30.7.07

Eu Não Sei Escrever o que eu Sinto


Eu paro pra ler as coisas que você escreve e fico me perguntando de onde você tira as palavras certas no momento exato em que eu preciso ler. Já não bastasse que tua imagem me perturbem os olhos, as coisas que você diz me perturbam os pensamentos. Te leio e fico horas, dias, repetindo e ecoando tuas palavras em mim. Da vez que escrevestes aquele texto todo pra mim, fiquei trêmula lendo cada frase, atônita em notar como o ziguezaguear de tuas idéias me desvendam e me confundem. Eu sei, na verdade você não escreve para mim e é isso que mais me perturba. Você escreve para alguém muito parecido comigo? Ou para um ser imaginário que você desconhece e que na verdade, só pode ser eu mesma? Se as almas das pessoas se encontram em sonhos, isso bem que poderia ser possível. E assim quem sabe, mesmo sem me conhecer, você também sonhe comigo e de alguma forma mística, me imagine exatamente como eu sou. Isso explicaria porque eu me encaixo tão bem nas fôrmas dos teus poemas. Eu contemplo num silêncio gélido o turbilhão de sentimentos que me atravessam e não consigo explicar. Tanta coisa me corta: raiva, amor, compaixão, intolerância, sentimentos freqüentemente inexprimíveis. E de repente, você me descreve, me desvenda, expõe os sete segredos que nem eu mesma desvendei ainda. Eu fico aqui, petrificada, esperando insanamente que você exista de verdade, que você não seja mais uma armadilha da minha mente.
Eu fico sem jeito, sem fala e constantemente sem palavras - sem as palavras que não lhe faltam.
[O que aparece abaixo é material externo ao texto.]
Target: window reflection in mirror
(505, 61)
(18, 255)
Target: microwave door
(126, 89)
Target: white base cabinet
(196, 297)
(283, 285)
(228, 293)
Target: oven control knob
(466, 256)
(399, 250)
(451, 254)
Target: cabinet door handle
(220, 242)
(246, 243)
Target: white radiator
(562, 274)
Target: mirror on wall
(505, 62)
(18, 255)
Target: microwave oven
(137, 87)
E você usa todas, desfere-as em minha direção, precisas, me fazendo sentir esse desabandono* e essa sensação de exposição. E não acho que seja tudo fruto da minha imaginação, eu não iria tão longe.
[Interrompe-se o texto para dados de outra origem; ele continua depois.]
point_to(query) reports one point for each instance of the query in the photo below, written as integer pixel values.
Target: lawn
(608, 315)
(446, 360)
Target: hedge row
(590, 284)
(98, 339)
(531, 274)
Então, se alguém como você, de repente soubesse quais são as minhas máscaras, eu me sentiria ingênua de continuar me fantasiando com elas. E se alguém como você fosse capaz de interpretar o que sinto, eu não precisaria desse orgulho pra demonstrar o que realmente me abala.
Você saberia. E seria você esse motivo. Porquê você me tira do eixo.
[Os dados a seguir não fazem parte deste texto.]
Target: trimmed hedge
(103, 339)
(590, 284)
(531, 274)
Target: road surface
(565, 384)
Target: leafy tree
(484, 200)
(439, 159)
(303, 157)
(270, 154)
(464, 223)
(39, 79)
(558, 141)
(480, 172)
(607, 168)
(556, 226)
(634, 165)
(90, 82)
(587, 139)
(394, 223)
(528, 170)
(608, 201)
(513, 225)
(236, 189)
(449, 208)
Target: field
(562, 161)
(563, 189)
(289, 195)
Alguém como você, certamente veria as ruínas que eu escondo atrás da fachada de uma fortaleza.
Talvez nem fosse tão bom assim que alguém como você tivesse tanto conhecimento das coisas sobre mim. Talvez eu fugisse exatamente por achar que você sempre me entenderia, porque a maioria das mulheres diz que precisa ser compreendida, quando na verdade querem ser amadas.
E o que seria a mulher sem seus mistérios, sem seus segredos?
Mas você... Eu não sei, mas as coisas sobre você me parecem muito além de meras suposições.
Não é como num jogo de xadrez, não é como querer desvendar as ações do oponente, não é como proteger a rainha ou evitar um xeque-mate. Eu não quero vencer você. Eu não quero jogar com você. Eu não quero desvendar você.
Eu quero saber como você faz pra me interpretar desse modo assombroso que você faz, mas se você não souber como me explicar, tudo bem, eu me conformo contanto que você continue. Já que você se propôs a me entender, por favor, me entenda, e quem sabe me entendendo, você possa me explicar tudo aquilo que eu ainda não sei sobre mim. Por mais que eu teime e insista, não adianta, não sei escrever nada do que sinto. Mas você sabe, você transcreve meus sentimentos como ninguém. Ainda que você não saiba que o que você escreve são os meus sentimentos que, de alguma forma, vão parar nas suas palavras. Não pergunte como, apenas continue a escrever.
Eu leio tudo o quanto você escreve e sinto que uma parte de mim já esta perdida em você, uma parte que eu talvez não queira, ou não possa resgatar.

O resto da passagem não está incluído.